ECLI:NL:RBLIM:2024:356

Rechtbank Limburg

Datum uitspraak
24 januari 2024
Publicatiedatum
26 januari 2024
Zaaknummer
10609648 \ CV EXPL 23-2986
Instantie
Rechtbank Limburg
Type
Uitspraak
Rechtsgebied
Civiel recht
Procedures
  • Eerste aanleg - enkelvoudig
Vindplaatsen
  • Rechtspraak.nl
AI samenvatting door LexboostAutomatisch gegenereerd

Vordering tot betaling van premies en bijdragen door werkgever in de schoonmaak- en glazenwassersbranche

In deze zaak vorderden de stichting Bedrijfstakpensioenfonds voor het Schoonmaak- en Glazenwassersbedrijf (BTF-SGB) en de stichting Raad voor Arbeidsverhoudingen Schoonmaak- en Glazenwassersbranche (RAS) betaling van verschuldigde premies en bijdragen door de gedaagde partij, een werkgever in de schoonmaak- en glazenwassersbranche. De gedaagde was op grond van de Wet verplichte deelneming in een Bedrijfstakpensioenfonds verplicht om premies te betalen voor haar werknemers. De vordering betrof een totaalbedrag van € 7.043,33, vermeerderd met rente en kosten, als gevolg van onbetaalde facturen die door BTF-SGB en RAS waren verzonden.

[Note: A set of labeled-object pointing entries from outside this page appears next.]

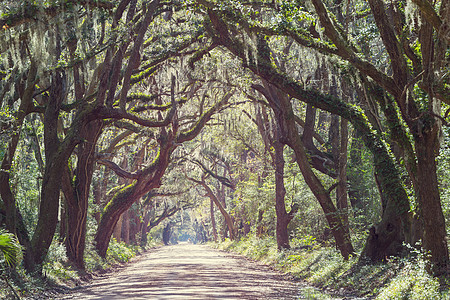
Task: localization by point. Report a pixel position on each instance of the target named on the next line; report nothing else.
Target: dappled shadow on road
(188, 271)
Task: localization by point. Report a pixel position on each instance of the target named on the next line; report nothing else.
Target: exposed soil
(187, 271)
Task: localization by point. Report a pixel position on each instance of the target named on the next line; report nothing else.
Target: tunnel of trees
(325, 119)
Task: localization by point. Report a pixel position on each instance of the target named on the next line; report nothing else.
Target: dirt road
(187, 271)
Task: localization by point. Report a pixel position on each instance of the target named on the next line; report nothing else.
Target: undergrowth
(324, 268)
(58, 273)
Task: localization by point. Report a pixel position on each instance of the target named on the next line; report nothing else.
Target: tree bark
(213, 221)
(283, 218)
(430, 210)
(77, 194)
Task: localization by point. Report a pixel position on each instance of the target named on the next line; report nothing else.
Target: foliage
(120, 252)
(10, 249)
(323, 267)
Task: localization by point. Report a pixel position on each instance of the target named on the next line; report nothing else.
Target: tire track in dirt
(187, 271)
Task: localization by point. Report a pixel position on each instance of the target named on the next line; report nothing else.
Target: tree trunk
(341, 190)
(213, 221)
(429, 202)
(125, 235)
(285, 118)
(144, 229)
(283, 217)
(77, 194)
(56, 159)
(149, 179)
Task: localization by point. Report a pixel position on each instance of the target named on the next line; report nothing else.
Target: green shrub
(412, 282)
(119, 251)
(56, 266)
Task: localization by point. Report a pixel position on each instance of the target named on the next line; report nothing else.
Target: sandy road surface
(187, 271)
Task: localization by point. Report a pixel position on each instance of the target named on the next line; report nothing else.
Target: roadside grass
(57, 273)
(324, 268)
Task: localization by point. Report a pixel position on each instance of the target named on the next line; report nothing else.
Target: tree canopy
(125, 115)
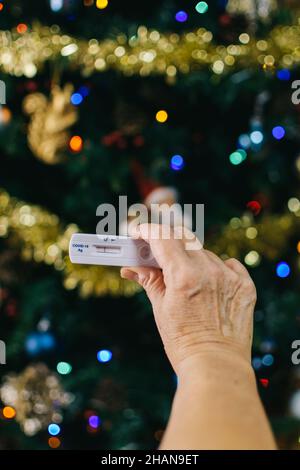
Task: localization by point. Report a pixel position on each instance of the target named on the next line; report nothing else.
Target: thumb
(151, 279)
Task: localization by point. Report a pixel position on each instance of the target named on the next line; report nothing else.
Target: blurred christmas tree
(168, 98)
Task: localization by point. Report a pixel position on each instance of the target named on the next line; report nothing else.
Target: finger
(151, 279)
(167, 250)
(237, 267)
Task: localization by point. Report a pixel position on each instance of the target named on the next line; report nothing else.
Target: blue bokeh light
(278, 132)
(256, 137)
(104, 355)
(76, 99)
(54, 429)
(181, 16)
(283, 269)
(177, 162)
(94, 421)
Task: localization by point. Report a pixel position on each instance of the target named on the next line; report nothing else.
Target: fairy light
(101, 4)
(181, 16)
(282, 269)
(76, 143)
(64, 368)
(54, 442)
(161, 116)
(22, 28)
(54, 429)
(56, 5)
(278, 132)
(201, 7)
(9, 412)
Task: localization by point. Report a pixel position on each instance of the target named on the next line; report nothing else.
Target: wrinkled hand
(200, 303)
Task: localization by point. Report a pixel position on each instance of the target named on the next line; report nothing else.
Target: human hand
(201, 304)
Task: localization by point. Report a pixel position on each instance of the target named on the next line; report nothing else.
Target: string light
(278, 132)
(76, 99)
(294, 204)
(94, 421)
(256, 137)
(268, 360)
(194, 49)
(56, 5)
(181, 16)
(201, 7)
(9, 412)
(282, 269)
(101, 4)
(252, 258)
(104, 355)
(54, 442)
(161, 116)
(54, 429)
(283, 74)
(76, 143)
(244, 141)
(64, 368)
(177, 162)
(22, 28)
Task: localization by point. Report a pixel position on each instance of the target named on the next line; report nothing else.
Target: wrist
(222, 364)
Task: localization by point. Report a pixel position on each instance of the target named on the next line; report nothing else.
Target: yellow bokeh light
(9, 412)
(161, 116)
(101, 4)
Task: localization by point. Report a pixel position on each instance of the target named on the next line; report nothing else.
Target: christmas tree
(192, 102)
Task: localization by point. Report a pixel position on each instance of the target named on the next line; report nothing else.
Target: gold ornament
(36, 396)
(148, 52)
(50, 120)
(253, 9)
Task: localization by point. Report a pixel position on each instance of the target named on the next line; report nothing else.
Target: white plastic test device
(108, 250)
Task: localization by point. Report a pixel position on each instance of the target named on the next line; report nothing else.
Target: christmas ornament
(50, 119)
(37, 397)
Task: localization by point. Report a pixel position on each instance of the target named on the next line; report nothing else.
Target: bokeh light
(177, 162)
(161, 116)
(9, 412)
(181, 16)
(104, 355)
(282, 269)
(22, 28)
(284, 74)
(256, 137)
(76, 99)
(201, 7)
(54, 429)
(56, 5)
(54, 442)
(94, 421)
(278, 132)
(76, 143)
(64, 368)
(101, 4)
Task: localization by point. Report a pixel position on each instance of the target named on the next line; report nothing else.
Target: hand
(201, 304)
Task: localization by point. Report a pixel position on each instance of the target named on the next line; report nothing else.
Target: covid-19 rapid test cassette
(108, 250)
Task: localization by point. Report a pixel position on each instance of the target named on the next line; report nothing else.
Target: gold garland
(42, 238)
(147, 52)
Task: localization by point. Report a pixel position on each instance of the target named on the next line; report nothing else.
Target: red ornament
(254, 206)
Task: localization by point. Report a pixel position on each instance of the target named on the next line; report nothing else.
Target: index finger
(167, 250)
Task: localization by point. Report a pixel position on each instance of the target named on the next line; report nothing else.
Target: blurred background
(157, 100)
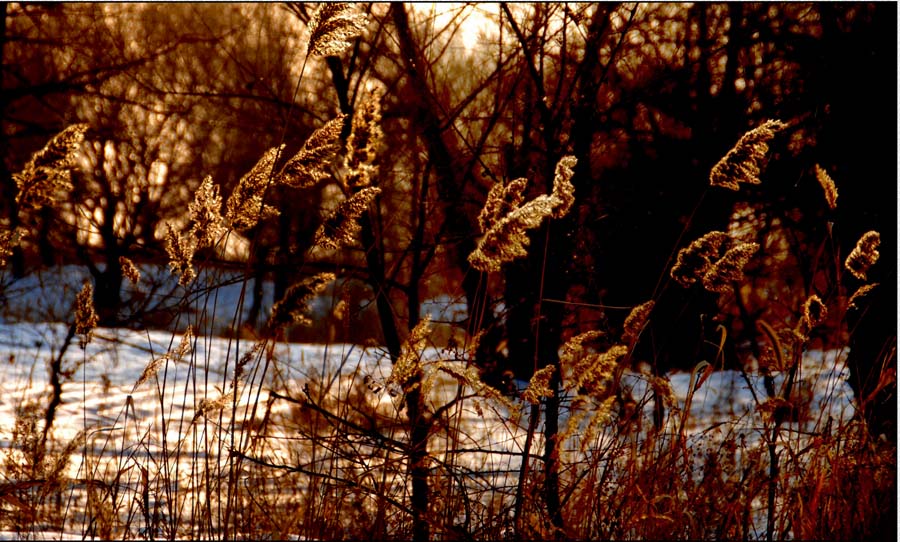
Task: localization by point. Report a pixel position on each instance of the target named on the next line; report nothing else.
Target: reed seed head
(364, 143)
(539, 385)
(48, 175)
(694, 261)
(180, 249)
(310, 164)
(245, 207)
(86, 318)
(206, 214)
(340, 228)
(331, 28)
(744, 162)
(864, 255)
(129, 270)
(730, 268)
(635, 322)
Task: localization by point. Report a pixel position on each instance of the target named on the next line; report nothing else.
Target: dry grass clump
(245, 207)
(8, 241)
(340, 228)
(86, 318)
(506, 236)
(864, 255)
(715, 260)
(332, 26)
(309, 165)
(47, 177)
(744, 162)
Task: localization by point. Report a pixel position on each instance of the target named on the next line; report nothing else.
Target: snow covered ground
(141, 426)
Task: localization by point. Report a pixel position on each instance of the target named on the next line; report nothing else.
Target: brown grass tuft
(129, 270)
(48, 175)
(85, 316)
(245, 207)
(864, 255)
(332, 26)
(308, 166)
(744, 162)
(696, 260)
(636, 321)
(364, 143)
(539, 386)
(730, 268)
(507, 238)
(340, 227)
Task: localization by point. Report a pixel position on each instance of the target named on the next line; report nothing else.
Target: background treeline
(647, 97)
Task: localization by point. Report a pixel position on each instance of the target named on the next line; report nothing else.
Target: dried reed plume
(85, 316)
(814, 313)
(308, 166)
(694, 261)
(730, 268)
(129, 270)
(636, 321)
(152, 368)
(49, 172)
(211, 406)
(539, 385)
(563, 189)
(292, 307)
(331, 28)
(340, 227)
(364, 143)
(501, 200)
(864, 255)
(744, 162)
(408, 366)
(9, 239)
(860, 292)
(245, 207)
(206, 213)
(507, 238)
(180, 249)
(827, 186)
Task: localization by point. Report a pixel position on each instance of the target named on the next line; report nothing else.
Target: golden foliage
(364, 143)
(501, 200)
(129, 270)
(308, 166)
(86, 318)
(864, 255)
(332, 26)
(180, 249)
(245, 207)
(730, 268)
(539, 385)
(636, 321)
(49, 172)
(340, 227)
(744, 162)
(507, 238)
(694, 261)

De procedure begon met een dagvaarding, gevolgd door conclusies van antwoord, repliek en dupliek. De gedaagde voerde verweer en stelde dat er onduidelijkheid bestond over de facturen en de aanlevering van gegevens. De kantonrechter oordeelde dat de gedaagde niet tijdig had betaald en dat de facturen, die onder andere betrekking hadden op geschatte premies, terecht waren verzonden. De kantonrechter wees de vordering van BTF-SGB en RAS in zijn geheel toe, inclusief de buitengerechtelijke kosten en rente.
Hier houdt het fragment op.